Romeo DeSouza's Instagram bio explicitly identifies the account as an AI creation, representing a transparency approach that contrasts with less forthcoming synthetic influencers. This disclosure strategy may reflect creator preference or platform pressure, though Instagram's policies on AI-generated content labeling continue evolving.

The creators behind these influencers have established coordination channels to share techniques, discuss platform policies, and presumably coordinate monetization strategies. This infrastructure suggests the space has moved beyond individual experiments toward organized commercial activity.

Economic and Social Implications

These AI-generated accounts are generating substantial revenue streams, though specific monetization methods and earnings figures remain largely undisclosed. The business model likely combines traditional influencer revenue sources — sponsored content, affiliate marketing, subscription services — with the operational advantages of synthetic content generation.

Looking at the broader context here, we have seen this pattern before when user-generated content platforms first enabled monetization at scale. The initial YouTube partner program created similar tensions between established media and individual creators, with questions about authenticity, quality, and fair competition.
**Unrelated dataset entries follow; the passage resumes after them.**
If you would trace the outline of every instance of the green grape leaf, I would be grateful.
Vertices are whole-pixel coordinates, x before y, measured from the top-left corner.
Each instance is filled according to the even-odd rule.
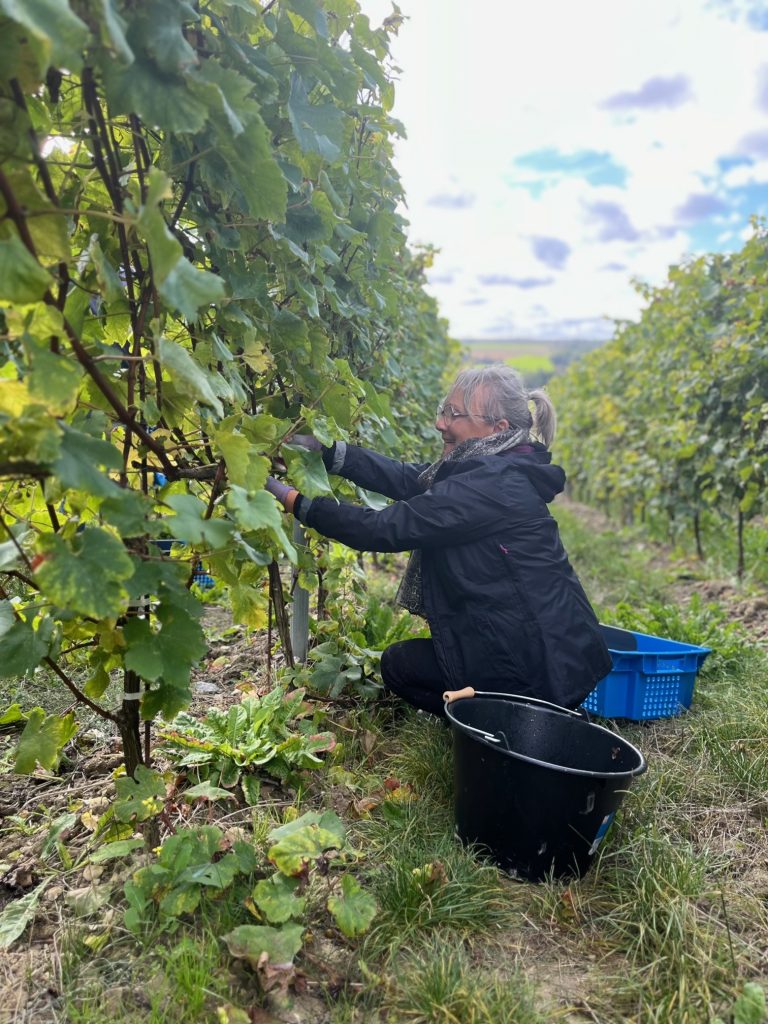
[[[245,530],[265,529],[278,546],[285,551],[292,562],[298,554],[283,528],[283,516],[278,504],[266,490],[249,495],[243,487],[232,484],[226,498],[226,505],[236,521]]]
[[[0,6],[0,11],[4,8]],[[15,78],[23,89],[33,90],[45,77],[50,47],[17,22],[0,16],[0,68],[6,79]],[[19,117],[20,115],[17,115]],[[17,137],[13,140],[18,144]]]
[[[243,194],[247,212],[279,224],[286,216],[286,181],[274,159],[269,129],[255,111],[249,116],[250,123],[237,137],[216,128],[217,148],[226,161],[227,175]]]
[[[333,490],[328,480],[328,472],[319,452],[296,444],[284,444],[281,450],[288,468],[288,479],[307,498],[331,495]]]
[[[248,961],[253,968],[261,966],[264,955],[273,967],[288,967],[301,949],[303,933],[301,925],[286,925],[285,928],[241,925],[223,939],[232,956]]]
[[[338,160],[344,143],[346,115],[335,103],[309,102],[298,72],[291,75],[288,117],[304,153],[318,153],[329,163]]]
[[[19,703],[12,703],[0,715],[0,725],[15,725],[16,722],[26,722],[27,716],[22,711]]]
[[[93,618],[117,618],[125,610],[125,581],[133,574],[133,562],[112,534],[86,526],[70,542],[48,535],[41,548],[44,559],[35,579],[58,607]]]
[[[6,171],[6,175],[16,203],[27,214],[27,227],[38,259],[43,263],[49,259],[69,260],[70,237],[67,230],[67,218],[62,217],[61,212],[53,206],[47,196],[40,191],[28,168],[14,168]],[[5,201],[0,197],[0,215],[5,213]],[[5,232],[0,229],[0,234],[3,233]]]
[[[304,912],[306,899],[296,895],[298,885],[298,879],[289,879],[278,872],[256,883],[253,901],[268,922],[282,925]]]
[[[88,855],[89,864],[103,864],[108,860],[117,860],[119,857],[127,857],[128,854],[143,847],[142,839],[118,839],[113,843],[106,843],[98,847],[93,853]]]
[[[73,712],[46,715],[42,708],[33,708],[16,748],[15,770],[20,775],[29,775],[38,764],[47,771],[55,770],[61,751],[77,731]]]
[[[66,0],[0,0],[0,11],[43,42],[52,65],[78,71],[90,32]]]
[[[201,306],[210,306],[224,297],[224,282],[218,274],[201,270],[181,256],[170,273],[158,282],[158,291],[172,309],[178,309],[182,316],[194,321]],[[176,347],[185,351],[180,346]],[[174,369],[177,369],[175,364]],[[206,403],[214,404],[210,401]],[[217,407],[218,402],[214,408]]]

The difference now involves not just democratizing content creation tools, but potentially removing human creators from the equation entirely.

Critics within the gay community have raised concerns about these AI models perpetuating unrealistic body standards. Santos and Caleb faced mockery for their "comically bulky frames," while other AI influencers consistently present idealized physiques that may contribute to body image issues among followers who believe they are following real people.

Luc Thierry, Jae Young Joon's creator, has acknowledged these concerns about unrealistic beauty standards and expressed understanding of the backlash from human influencers. This recognition suggests at least some creators are grappling with the social implications of their synthetic influencer projects.

Platform and Regulatory Considerations

The phenomenon extends beyond individual platforms or demographics. Thousands of AI-generated pro-Trump influencers are reportedly flooding social media platforms, indicating that synthetic influence campaigns are expanding into political content alongside lifestyle and entertainment niches.

This political dimension raises additional questions about disclosure requirements, platform liability, and potential regulatory responses. Current platform policies were designed for human-created content and human-operated accounts, leaving enforcement gaps that AI-generated influencers can exploit.

The red carpet incident may have provided an inflection point for broader platform policy development. When synthetic influencers can fabricate attendance at major entertainment industry events, the potential for misinformation extends beyond individual account authenticity to false claims about real-world events and business relationships.

Worth flagging: the speed with which these AI influencers have gained followings and developed monetization strategies suggests that synthetic content generation has reached a threshold where non-technical creators can deploy sophisticated AI personas. The barrier to entry continues dropping while the potential rewards — both financial and in terms of influence — continue growing.

The Santos Walker and Caleb Ellis controversy may prove to be less about two specific AI influencers and more about the broader questions facing platforms, creators, and audiences as AI-generated content becomes increasingly prevalent and sophisticated across social media.